J_Johnson · January 6, 2022, 12:35am

Have you tried num_workers=1 and does that still give the same issue?

J_Johnson · January 6, 2022, 12:46am

On a side note, is there any reason you’re disposing of the hidden state and cell state during your forward pass? I’m not even sure how you got that forward pass to run, to be honest, if you even got that far. See the example at the bottom here regarding hidden and cell state:

https://pytorch.org/docs/1.9.1/generated/torch.nn.LSTM.html

Giuseppe · January 6, 2022, 2:56pm

In the forward part i pass a BSlenghtfeatures)
I saw all the example for create a C_0 and a HN but i need only the HN and attach a couple of FC.
It works by your suggestion (num_workers=1) so thank you very much

J_Johnson · January 6, 2022, 4:46pm

It may somewhat defeat the purpose of using an LSTM if you are tossing the cell state. Have you checked GRU? Or you may try just using 2 linear layers and see if it gets the same or better results.

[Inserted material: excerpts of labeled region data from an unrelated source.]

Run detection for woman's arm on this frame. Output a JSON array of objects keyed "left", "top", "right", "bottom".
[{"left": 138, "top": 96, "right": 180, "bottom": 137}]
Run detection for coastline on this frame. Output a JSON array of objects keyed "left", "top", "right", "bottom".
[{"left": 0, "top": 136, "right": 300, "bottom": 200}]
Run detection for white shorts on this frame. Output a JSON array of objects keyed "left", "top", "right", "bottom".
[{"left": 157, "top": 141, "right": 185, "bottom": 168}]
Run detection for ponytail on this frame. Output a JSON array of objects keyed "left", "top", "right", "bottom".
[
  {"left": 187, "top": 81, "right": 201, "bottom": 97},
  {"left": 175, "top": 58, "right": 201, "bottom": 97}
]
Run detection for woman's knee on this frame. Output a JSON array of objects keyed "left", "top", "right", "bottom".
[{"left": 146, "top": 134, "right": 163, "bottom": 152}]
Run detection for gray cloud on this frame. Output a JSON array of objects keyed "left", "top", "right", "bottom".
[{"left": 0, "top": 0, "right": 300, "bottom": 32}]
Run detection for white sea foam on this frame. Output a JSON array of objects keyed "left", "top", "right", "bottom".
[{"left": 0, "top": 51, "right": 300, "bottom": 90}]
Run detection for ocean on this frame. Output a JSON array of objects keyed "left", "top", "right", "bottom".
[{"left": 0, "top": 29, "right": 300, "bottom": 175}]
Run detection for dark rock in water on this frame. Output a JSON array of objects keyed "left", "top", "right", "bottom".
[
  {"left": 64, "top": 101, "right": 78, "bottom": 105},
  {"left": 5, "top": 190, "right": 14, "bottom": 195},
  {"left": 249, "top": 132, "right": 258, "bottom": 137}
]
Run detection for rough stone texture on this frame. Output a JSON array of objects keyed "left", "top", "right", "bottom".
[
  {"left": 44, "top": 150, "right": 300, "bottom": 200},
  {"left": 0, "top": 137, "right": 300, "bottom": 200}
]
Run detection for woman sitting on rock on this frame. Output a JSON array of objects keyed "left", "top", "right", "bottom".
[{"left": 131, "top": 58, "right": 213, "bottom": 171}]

Since you’re not passing the hidden state anyway, and since you’re not positionally encoding the data.

Giuseppe · January 14, 2022, 5:34pm

I use both.
For my topic i am interest in the hidden state of LSTM.
LSTM such as i implemented, thanks to pytorch, the cell state and the first hidden state are initialized automatically.
As you said, i get better results for every batch.